# Word Vectors using pre-trained Word2Vec

The purpose of this exercise is to find analogies such as `king - man = queen - woman`, and nearest neighbors, using a pre-trained Word2Vec word vectors from https://github.com/mmihaltz/word2vec-GoogleNews-vectors

In [1]:
# We need this library to be able to parse the binary
# pre-trained Word2Vec GoogleNews
from gensim.models import KeyedVectors

Next we're gonna open and parse a massive file containing 3 million words and phrases, D = 300

In [2]:
# 3 million words and phrases
# D = 300

print('Parsing GoogleNews-vectors-negative300.bin...')
word_vectors = KeyedVectors.load_word2vec_format(
  'GoogleNews-vectors-negative300.bin',
  binary=True
)
print('Done!!')

Parsing GoogleNews-vectors-negative300.bin...
Done!!


In [3]:
def find_analogies(w1, w2, w3):
    r = word_vectors.most_similar(positive=[w1, w3], negative=[w2])
    print("%s - %s = %s - %s" % (w1, w2, r[0][0], w3))

In [4]:
def nearest_neighbors(w):
    r = word_vectors.most_similar(positive=[w])
    print("neighbors of: %s" % w)
    for word, score in r:
        print("\t%s" % word)

### Finding analogies

In [5]:
find_analogies('king', 'man', 'woman')
find_analogies('france', 'paris', 'london')
find_analogies('france', 'paris', 'rome')
find_analogies('paris', 'france', 'italy')
find_analogies('france', 'french', 'english')
find_analogies('japan', 'japanese', 'chinese')
find_analogies('japan', 'japanese', 'italian')
find_analogies('japan', 'japanese', 'australian')
find_analogies('december', 'november', 'june')
find_analogies('miami', 'florida', 'texas')
find_analogies('einstein', 'scientist', 'painter')
find_analogies('china', 'rice', 'bread')
find_analogies('man', 'woman', 'she')
find_analogies('man', 'woman', 'aunt')
find_analogies('man', 'woman', 'sister')
find_analogies('man', 'woman', 'wife')
find_analogies('man', 'woman', 'actress')
find_analogies('man', 'woman', 'mother')
find_analogies('heir', 'heiress', 'princess')
find_analogies('nephew', 'niece', 'aunt')
find_analogies('france', 'paris', 'tokyo')
find_analogies('france', 'paris', 'beijing')
find_analogies('february', 'january', 'november')
find_analogies('france', 'paris', 'rome')
find_analogies('paris', 'france', 'italy')

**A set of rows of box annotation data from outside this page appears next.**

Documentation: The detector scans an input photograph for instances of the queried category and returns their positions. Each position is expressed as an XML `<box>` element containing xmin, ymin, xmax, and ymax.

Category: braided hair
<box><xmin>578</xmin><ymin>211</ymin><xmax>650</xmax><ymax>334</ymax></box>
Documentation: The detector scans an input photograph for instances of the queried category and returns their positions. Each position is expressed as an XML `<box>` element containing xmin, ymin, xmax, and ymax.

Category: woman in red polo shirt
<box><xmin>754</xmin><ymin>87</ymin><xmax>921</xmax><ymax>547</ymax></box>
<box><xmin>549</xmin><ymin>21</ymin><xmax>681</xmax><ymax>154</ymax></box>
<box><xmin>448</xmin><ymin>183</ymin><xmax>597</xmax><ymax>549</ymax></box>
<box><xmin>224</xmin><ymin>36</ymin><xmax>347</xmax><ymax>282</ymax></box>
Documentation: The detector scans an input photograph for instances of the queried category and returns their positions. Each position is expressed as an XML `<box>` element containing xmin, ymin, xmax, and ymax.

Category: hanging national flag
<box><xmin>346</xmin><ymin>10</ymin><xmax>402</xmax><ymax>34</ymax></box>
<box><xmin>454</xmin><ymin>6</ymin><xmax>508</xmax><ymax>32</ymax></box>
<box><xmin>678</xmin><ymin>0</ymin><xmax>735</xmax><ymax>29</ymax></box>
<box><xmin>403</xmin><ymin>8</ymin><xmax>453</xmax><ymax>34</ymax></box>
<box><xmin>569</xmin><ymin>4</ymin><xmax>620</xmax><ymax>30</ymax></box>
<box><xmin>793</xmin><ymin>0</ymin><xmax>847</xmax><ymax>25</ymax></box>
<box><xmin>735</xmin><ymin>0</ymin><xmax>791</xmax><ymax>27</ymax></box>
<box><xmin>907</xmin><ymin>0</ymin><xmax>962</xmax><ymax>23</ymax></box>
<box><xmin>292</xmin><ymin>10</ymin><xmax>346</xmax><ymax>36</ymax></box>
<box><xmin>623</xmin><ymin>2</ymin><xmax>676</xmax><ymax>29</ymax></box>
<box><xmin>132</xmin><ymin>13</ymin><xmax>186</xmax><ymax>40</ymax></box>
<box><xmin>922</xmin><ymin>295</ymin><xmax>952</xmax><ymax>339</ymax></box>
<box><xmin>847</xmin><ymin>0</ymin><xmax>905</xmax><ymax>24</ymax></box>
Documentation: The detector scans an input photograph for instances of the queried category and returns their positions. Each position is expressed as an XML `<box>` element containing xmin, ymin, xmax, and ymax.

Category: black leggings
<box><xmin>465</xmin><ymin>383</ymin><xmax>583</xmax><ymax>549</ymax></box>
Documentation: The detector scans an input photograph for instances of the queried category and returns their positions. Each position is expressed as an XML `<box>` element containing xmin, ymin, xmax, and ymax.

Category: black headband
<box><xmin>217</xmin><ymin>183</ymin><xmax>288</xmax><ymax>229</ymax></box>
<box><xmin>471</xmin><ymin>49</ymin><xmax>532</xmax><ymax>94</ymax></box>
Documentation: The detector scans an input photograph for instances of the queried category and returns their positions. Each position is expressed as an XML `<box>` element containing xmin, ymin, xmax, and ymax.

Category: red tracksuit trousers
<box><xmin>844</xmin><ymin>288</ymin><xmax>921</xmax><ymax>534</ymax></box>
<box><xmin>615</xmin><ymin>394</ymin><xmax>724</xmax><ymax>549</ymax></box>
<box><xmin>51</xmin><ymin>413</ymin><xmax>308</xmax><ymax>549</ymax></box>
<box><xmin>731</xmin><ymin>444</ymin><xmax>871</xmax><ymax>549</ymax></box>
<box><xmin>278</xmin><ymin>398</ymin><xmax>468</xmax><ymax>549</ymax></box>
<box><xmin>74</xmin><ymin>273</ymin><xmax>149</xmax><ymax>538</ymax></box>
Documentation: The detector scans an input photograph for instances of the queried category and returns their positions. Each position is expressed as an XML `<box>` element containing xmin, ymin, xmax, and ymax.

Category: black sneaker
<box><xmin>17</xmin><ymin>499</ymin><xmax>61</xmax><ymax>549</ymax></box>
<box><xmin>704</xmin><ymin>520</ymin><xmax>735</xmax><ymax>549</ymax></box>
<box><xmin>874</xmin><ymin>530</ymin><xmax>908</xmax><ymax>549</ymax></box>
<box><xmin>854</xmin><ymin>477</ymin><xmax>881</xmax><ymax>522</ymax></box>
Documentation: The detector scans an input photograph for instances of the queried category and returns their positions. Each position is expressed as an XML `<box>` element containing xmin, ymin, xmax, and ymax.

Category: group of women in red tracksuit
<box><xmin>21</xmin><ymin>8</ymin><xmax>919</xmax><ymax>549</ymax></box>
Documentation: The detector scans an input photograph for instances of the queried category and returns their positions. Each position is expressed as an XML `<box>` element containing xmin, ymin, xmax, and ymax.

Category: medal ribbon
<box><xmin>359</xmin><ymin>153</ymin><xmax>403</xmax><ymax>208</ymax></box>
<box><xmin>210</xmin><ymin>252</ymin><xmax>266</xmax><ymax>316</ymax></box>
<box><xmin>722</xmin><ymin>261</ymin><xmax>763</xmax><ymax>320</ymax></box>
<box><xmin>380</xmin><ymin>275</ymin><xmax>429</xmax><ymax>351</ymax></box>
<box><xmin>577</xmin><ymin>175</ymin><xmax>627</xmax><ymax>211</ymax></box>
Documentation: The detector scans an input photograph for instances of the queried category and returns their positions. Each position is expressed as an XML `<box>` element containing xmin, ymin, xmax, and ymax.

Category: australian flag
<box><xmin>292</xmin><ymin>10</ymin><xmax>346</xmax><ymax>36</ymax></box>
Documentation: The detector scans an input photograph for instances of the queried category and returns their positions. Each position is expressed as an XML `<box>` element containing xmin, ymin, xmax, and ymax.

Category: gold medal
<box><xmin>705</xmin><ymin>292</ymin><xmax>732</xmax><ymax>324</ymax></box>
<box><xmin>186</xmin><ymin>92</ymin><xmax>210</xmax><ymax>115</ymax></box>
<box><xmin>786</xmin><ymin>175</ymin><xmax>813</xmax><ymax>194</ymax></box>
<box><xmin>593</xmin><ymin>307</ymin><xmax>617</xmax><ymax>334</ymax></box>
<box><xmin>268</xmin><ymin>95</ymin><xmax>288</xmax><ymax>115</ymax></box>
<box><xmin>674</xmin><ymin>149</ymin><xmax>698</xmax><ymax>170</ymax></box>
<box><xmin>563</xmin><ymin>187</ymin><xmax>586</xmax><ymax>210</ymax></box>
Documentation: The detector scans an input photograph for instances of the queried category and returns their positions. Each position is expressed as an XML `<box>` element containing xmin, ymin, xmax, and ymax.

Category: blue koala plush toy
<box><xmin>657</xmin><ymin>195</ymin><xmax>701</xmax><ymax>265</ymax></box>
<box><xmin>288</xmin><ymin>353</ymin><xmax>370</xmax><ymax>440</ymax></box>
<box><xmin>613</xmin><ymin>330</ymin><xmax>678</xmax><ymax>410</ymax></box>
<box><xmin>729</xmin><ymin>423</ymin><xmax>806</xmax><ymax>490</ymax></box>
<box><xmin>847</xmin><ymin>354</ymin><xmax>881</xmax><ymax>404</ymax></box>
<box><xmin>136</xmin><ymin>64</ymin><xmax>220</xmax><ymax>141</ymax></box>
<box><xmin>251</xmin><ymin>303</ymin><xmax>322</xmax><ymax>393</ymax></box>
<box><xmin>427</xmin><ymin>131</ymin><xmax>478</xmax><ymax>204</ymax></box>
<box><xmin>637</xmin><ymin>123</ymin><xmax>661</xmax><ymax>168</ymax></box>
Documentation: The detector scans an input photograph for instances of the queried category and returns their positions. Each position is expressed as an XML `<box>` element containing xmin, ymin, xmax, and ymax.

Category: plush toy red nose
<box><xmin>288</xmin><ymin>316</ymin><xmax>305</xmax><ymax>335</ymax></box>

king - man = queen - woman
france - paris = england - london
france - paris = italy - rome
paris - france = lohan - italy
france - french = england - english
japan - japanese = tibet - chinese
japan - japanese = italy - italian
japan - japanese = queensland - australian
december - november = september - june
miami - florida = dallas - texas
einstein - scientist = jude - painter
china - rice = dinnerware - bread
man - woman = he - she
man - woman = uncle - aunt
man - woman = brother - sister
man - woman = son - wife
man - woman = actor - actress
man - woman = father - mother
heir - heiress = prince - princess
nephew - niece = uncle - aunt
france - paris = japan - tokyo
france - paris = chinese - beijing
february - january = april - november
france - paris = italy - rome
paris - france = lohan - italy


### Finding nearest neighbords

In [6]:
nearest_neighbors('king')
nearest_neighbors('france')
nearest_neighbors('japan')
nearest_neighbors('einstein')
nearest_neighbors('woman')
nearest_neighbors('nephew')
nearest_neighbors('february')
nearest_neighbors('rome')

neighbors of: king
	kings
	queen
	monarch
	crown_prince
	prince
	sultan
	ruler
	princes
	Prince_Paras
	throne
neighbors of: france
	spain
	french
	germany
	europe
	italy
	england
	european
	belgium
	usa
	serbia
neighbors of: japan
	japanese
	tokyo
	america
	europe
	germany
	chinese
	india
	hawaii
	usa
	korea
neighbors of: einstein
	nikki
	lmfao
	albert
	armstrong
	joan
	becky
	mcmahon
	conrad
	lori
	haley
neighbors of: woman
	man
	girl
	teenage_girl
	teenager
	lady
	teenaged_girl
	mother
	policewoman
	boy
	Woman
neighbors of: nephew
	son
	uncle
	brother
	grandson
	cousin
	father
	niece
	younger_brother
	nephews
	stepson
neighbors of: february
	january
	april
	september
	december
	july
	october
	november
	june
	feb
	norway
neighbors of: rome
	athens
	albert
	holmes
	donnie
	italy
	toni
	spain
	jh
	pablo
	malta